His blogs tend to be short and sweet. I hope he will not mind if I post his last in full here…
Posted by WARREN MOSLER on August 22nd, 2011
First, the euro funding issue/crisis could vanish with a simple announcement, like:
The ECB hereby guarantees all the debt of the national governments.
But they won’t do that.
They are worried about their ability to subsequently enforce the Growth and Stability Pact, which has already proven unenforceable.
In fact, the only enforcement tool for austerity seems to rest with the ECB, which conditions its funding on austerity.
This is also the disciplinary principle behind my proposed ECB annual revenue distribution of maybe 10% of euro zone GDP to the national govts on a per capita basis-
The ECB would have the right to withhold future distributions to members who fail to comply with deficit rules. But this proposal isn’t even a consideration, so not likely to happen.
Mosler bonds (in the case of default they can be used for payment of taxes) for individual euro nations offer real hope, but time is short and the political process long.
That leaves the euro zone with what it’s been doing all along.
Muddle along anticipating, entertaining, debating, various funding proposals,
when it gets bad enough,
relying on the ECB writing the check and buying national govt debt in the market place to facilitate ongoing funding.

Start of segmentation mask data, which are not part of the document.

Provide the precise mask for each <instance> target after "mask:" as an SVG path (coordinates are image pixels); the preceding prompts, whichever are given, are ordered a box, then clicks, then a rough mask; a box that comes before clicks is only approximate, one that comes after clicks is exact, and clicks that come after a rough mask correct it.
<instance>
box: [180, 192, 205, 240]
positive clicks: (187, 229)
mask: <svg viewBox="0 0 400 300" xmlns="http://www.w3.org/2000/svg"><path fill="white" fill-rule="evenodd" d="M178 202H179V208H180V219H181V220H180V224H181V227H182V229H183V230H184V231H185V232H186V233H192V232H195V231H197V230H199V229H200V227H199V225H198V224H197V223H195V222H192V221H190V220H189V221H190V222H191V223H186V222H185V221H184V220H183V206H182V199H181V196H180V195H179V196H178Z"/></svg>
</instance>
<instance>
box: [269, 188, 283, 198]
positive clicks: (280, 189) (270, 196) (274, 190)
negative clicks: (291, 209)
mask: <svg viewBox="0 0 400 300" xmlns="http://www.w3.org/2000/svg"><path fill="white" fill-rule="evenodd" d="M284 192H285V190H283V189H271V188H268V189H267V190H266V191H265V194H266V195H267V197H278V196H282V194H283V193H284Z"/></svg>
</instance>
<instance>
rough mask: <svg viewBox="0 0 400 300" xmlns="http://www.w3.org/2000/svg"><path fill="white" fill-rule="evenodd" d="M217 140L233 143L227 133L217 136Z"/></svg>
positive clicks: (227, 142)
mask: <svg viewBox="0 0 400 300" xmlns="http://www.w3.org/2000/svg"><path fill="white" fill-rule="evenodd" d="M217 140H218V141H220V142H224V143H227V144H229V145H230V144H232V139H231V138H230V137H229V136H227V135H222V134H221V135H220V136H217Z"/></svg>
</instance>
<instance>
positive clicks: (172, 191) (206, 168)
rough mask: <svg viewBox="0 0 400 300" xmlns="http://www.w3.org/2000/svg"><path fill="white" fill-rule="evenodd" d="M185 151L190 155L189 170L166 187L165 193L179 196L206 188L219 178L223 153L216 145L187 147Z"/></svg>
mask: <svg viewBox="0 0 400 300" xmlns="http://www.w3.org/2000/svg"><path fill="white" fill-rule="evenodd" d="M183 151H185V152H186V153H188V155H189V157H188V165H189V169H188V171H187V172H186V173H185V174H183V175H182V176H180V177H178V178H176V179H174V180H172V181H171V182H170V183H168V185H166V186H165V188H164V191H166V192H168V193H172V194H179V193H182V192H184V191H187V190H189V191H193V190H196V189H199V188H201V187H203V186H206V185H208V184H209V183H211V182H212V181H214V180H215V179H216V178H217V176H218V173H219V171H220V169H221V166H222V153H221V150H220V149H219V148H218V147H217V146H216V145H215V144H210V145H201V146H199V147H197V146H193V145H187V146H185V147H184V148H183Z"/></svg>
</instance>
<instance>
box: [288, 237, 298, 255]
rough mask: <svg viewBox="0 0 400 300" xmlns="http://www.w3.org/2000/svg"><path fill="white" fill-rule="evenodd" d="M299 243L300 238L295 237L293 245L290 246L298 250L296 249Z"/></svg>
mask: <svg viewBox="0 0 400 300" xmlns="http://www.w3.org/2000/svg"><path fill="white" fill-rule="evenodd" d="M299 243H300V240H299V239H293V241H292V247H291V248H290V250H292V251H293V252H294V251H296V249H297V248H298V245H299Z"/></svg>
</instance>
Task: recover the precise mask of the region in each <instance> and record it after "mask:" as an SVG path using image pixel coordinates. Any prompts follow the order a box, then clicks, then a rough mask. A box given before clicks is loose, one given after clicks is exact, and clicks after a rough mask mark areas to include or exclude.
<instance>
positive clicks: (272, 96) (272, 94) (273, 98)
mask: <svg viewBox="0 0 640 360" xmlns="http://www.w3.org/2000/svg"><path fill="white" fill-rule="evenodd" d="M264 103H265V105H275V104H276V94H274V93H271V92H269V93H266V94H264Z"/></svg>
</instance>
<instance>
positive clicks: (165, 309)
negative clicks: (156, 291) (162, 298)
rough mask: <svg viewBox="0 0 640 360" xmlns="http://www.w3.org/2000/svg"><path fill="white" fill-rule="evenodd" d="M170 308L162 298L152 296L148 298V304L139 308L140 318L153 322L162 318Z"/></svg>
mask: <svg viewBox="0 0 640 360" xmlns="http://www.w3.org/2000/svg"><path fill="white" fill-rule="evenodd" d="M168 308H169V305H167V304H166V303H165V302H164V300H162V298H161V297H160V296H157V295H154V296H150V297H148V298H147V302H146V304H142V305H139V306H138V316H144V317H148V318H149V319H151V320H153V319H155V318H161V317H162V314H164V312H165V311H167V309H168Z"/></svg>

All contingent with the member nation in question complying with terms and conditions of austerity set by the ECB.
It’s all highly deflationary, strong euro medicine, while it lasts.
It’s also operationally sustainable.
And phase 1- where austerity reduces deficits- has proven politically sustainable as well.
However we may now be entering phase 2,
where austerity results in falling GDP and higher deficits for all the euro members.
Yes, it’s operationally sustainable and continues to support the euro.
So the question is whether austerity measures intended to bring deficits down, that instead cause deficits to increase, are politically sustainable.
And, if not, what next?
How bad does it all have to get before they change policy?
And what change would that be?
The first step would probably be some ‘new’ form of QE,
and maybe even an interest rate cut,
which only make things worse,
as they wait for the appropriate lag before said policy ‘kicks in’.
And how long would it all continue to deteriorate before they stop waiting for it to ‘kick in’ and again change policy?
US deficit reduction round 2 coming soon as well.
To again quote that carpenter working on his piece of wood,
‘no matter how many times i cut it, it’s still too short’.
Is a misguided fuss over a reserve drain going to bring down global capitalism?